Linear Regression in Python
THIS ARTICLE IS STILL IN EDITING MODE
Contents
- 1 Introduction
- 2 Types of linear regression
-
3 Linear regression Implementation in Python
- 3.1 1. Import necessary libraries
- 3.2 2. Generate / Import data
- 3.3 3. Create a pandas DataFrame from the generated data
- 3.4 4. Display information about the DataFrame
- 3.5 5. Reshape the data
- 3.6 6. Split the data into training and testing sets
- 3.7 7. Create and fit the linear regression model
- 3.8 8. Make predictions on the test set
- 3.9 9. Evaluate the model
- 3.10 10. Plot the results
- 4 Advantages of linear regression
- 5 Disadvantages of linear regression
- 6 Summary
- 7 References
Introduction
Linear regression is a statistical method that is used to predict a continuous dependent variable (also response or output) based on one or more independent variables (also predictors, inputs or regressors). This technique assumes a linear relationship between the dependent and independent variables, which implies that the dependent variable changes proportionally with changes in the independent variables. In other words, there is a function that maps some features or variables to others sufficiently well.

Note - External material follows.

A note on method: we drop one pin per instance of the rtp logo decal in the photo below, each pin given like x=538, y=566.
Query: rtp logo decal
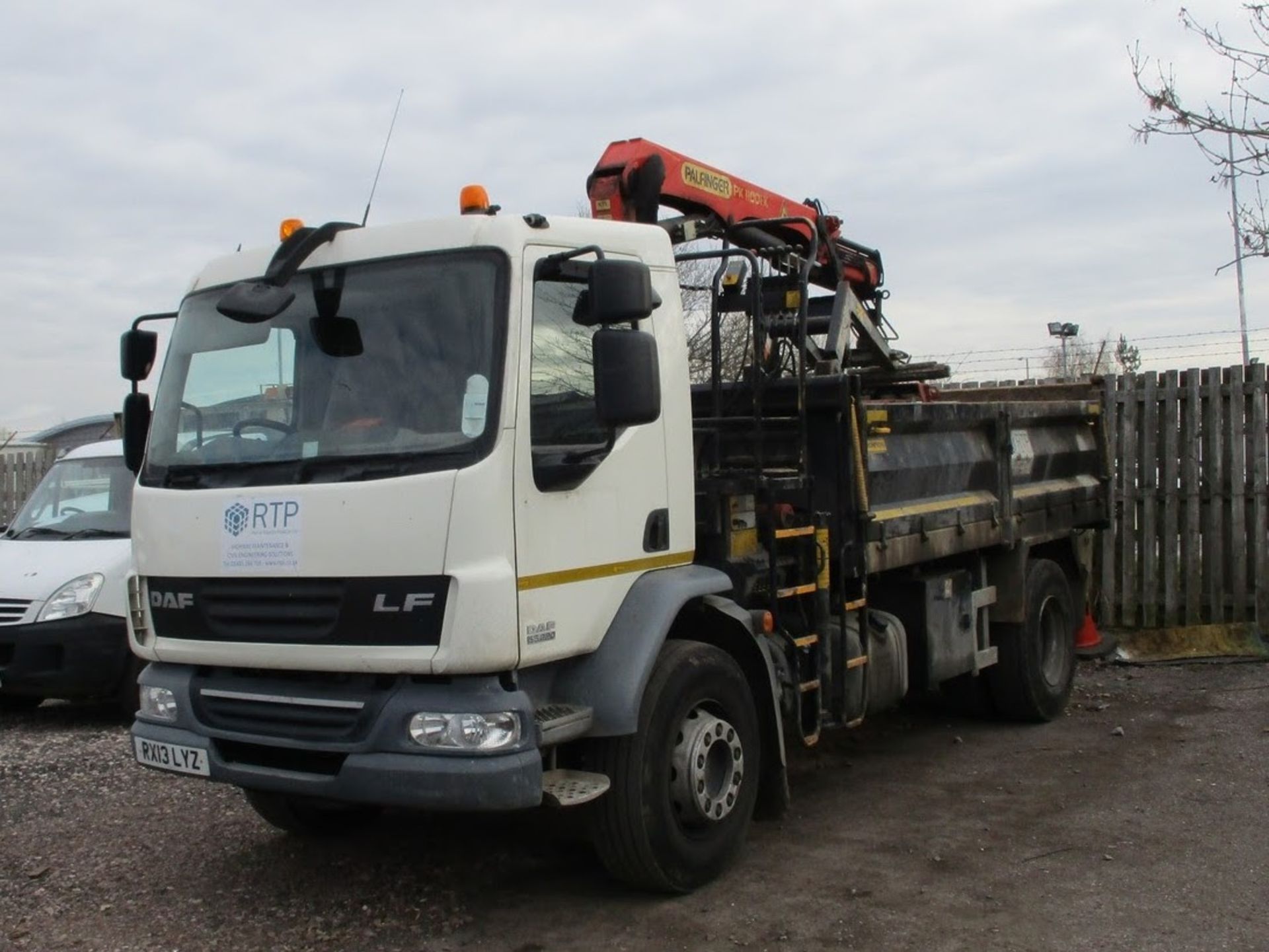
x=235, y=519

Regression problems usually have one continuous and unbounded dependent variable. The inputs, however, can be continuous, discrete, or even categorical data, such as gender, nationality, or brand.
Types of linear regression
1. Simple linear regression
This involves predicting a dependent variable based on a single independent variable. The equation of the regression line is given by:
$y=mx+b$ or $y=b_{0}+b_{1}x$,
where y - the dependent variable, x - the independent variable, m/$b_{1}$ - the slope of the line (represents the change in y for a unit change in x), b/$b_{0}x$ - the intercept (the value of y when x is 0).
2. Multiple linear regression
This involves predicting a dependent variable, that can be explained by multiple independent variables (x1, x2, ..., xn)
. In this case the equation is extended to:
$y=b_{0}+b_{1}x_{1}+b_{2}x_{2}+....+b_{n}x_{n}$,
where, y - the dependent variable, x1, x2, ..., xn - the independent variables, b0 - the intercept, b1, b2, ... , bn - the coefficients that represent the change in y for a unit change in each respective independent variable.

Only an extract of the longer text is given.